El ataque con misiles iraní al complejo Ras Laffan en Catar ha dañado instalaciones que representan aproximadamente el 17% de la capacidad de exportación de GNL del país.
La recuperación tomará de tres a cinco años, declaró el CEO de QatarEnergy, Saad al-Kaabi, a Reuters. La noticia deja claro que la crisis energética derivada del conflicto con Irán no es temporal, sino estructural.
Daños mayores a lo inicialmente pensado
El complejo Ras Laffan ya había sido cerrado tras un ataque con drones a principios de marzo. Sin embargo, el reciente ataque con misiles ha causado daños significativamente mayores. QatarEnergy habló de «daños extensos» después de que un misil iraní impactara el complejo mientras otros cuatro fueron interceptados.
Un tiempo de recuperación de tres a cinco años significa que no se trata de simplemente reiniciar tras un alto el fuego. Las instalaciones de GNL son complejas y no se reparan o reemplazan rápidamente. Incluso si la guerra terminara mañana, este déficit en el suministro mundial de gas se sentiría durante años.
Precios del gas se duplican, y podría empeorar
Los futuros del gas europeo aumentaron un 35% el jueves y ahora están a más del doble del nivel anterior a la guerra. Catar es el segundo mayor exportador de GNL del mundo y normalmente proporciona alrededor de una quinta parte del suministro global. Ahora que el 17% de esa capacidad quedará fuera de servicio durante años, el suministro mundial se reduce estructuralmente.

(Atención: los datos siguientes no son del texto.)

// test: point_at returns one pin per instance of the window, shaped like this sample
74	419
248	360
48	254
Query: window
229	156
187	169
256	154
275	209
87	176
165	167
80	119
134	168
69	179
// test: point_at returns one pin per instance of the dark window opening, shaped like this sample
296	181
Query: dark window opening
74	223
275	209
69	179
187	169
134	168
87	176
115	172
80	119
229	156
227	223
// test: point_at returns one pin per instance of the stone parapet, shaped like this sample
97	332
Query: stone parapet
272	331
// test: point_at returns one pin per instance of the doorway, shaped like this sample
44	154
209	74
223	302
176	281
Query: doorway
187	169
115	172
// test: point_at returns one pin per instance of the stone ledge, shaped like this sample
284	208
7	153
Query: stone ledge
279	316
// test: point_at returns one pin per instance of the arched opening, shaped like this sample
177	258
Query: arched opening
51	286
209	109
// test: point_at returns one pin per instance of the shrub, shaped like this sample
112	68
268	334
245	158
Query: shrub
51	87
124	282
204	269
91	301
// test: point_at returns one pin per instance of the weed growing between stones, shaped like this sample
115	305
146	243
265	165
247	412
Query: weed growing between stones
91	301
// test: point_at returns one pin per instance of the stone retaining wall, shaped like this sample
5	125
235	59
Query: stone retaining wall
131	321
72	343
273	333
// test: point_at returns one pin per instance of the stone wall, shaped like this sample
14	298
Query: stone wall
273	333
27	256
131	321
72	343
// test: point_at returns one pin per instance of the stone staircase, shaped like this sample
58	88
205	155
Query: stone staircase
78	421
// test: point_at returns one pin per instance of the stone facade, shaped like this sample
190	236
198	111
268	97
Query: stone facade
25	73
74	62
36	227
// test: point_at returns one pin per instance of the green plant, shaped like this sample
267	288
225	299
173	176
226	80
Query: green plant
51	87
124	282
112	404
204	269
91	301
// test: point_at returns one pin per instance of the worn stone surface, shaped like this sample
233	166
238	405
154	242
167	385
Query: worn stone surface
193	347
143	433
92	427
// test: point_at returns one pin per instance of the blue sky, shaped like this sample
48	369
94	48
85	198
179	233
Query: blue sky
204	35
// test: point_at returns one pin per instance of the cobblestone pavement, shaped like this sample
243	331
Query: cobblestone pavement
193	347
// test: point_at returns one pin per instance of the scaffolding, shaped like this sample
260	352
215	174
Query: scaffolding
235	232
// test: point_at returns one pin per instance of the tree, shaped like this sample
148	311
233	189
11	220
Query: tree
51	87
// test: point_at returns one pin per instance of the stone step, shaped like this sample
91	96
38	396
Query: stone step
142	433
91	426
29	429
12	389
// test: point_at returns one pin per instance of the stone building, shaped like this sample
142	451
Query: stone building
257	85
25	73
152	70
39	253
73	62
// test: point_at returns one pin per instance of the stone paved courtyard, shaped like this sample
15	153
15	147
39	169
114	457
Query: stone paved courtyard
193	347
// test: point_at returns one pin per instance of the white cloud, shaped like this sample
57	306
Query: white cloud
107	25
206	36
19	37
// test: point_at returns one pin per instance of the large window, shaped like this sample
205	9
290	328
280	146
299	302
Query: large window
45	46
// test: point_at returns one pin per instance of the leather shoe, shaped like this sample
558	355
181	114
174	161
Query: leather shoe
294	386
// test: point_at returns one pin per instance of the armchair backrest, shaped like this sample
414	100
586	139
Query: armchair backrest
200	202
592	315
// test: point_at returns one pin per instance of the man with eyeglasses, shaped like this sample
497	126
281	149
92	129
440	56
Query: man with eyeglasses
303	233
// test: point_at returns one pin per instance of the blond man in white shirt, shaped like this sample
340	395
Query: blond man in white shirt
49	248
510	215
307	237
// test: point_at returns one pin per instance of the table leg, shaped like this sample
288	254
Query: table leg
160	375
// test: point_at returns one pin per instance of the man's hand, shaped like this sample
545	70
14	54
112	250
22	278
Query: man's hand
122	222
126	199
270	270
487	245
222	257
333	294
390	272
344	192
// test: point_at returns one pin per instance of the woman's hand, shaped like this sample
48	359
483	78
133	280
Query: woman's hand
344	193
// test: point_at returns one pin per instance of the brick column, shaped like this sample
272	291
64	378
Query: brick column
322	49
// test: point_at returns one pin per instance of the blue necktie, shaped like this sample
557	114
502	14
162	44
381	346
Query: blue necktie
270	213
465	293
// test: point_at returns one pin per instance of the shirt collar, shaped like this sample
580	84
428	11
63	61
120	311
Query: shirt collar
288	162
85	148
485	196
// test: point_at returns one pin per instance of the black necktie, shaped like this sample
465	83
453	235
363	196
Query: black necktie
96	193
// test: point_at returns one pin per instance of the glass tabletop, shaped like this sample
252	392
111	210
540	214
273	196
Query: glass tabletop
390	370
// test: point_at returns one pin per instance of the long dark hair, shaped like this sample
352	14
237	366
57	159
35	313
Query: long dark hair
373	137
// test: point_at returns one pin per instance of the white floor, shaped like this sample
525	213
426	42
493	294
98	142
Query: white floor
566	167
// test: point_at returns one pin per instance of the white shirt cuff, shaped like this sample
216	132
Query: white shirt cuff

Esto afecta principalmente a Europa y Asia. Los países europeos deben adquirir grandes cantidades de GNL este verano para reponer el almacenamiento de gas para el próximo invierno. Los compradores asiáticos, especialmente Japón, Corea del Sur y China, también dependen del gas catarí. Ambas regiones ahora compiten por una oferta que se reduce cada vez más.
Presión inflacionaria se convierte en problema duradero
Las consecuencias van más allá del mercado energético. Los precios del gas estructuralmente más altos impactan en los costos de electricidad, la producción industrial y, finalmente, los precios al consumidor. Esto hace que la presión inflacionaria, que ya preocupa a los bancos centrales, no sea temporal sino potencialmente duradera por años.
El BCE ya advirtió el jueves que la guerra podría aumentar la inflación y frenar el crecimiento. La confirmación de que la recuperación de Ras Laffan tomará años hace que ese escenario sea aún más probable.
¿Qué significa esto para los mercados?
Para los inversores, el mensaje es claro: la crisis energética ya no es una perturbación temporal, sino un problema estructural. Esto tiene implicaciones para casi todas las clases de activos. Las acciones de energía se benefician, pero el mercado en general está bajo presión debido a los costos más altos y las preocupaciones inflacionarias.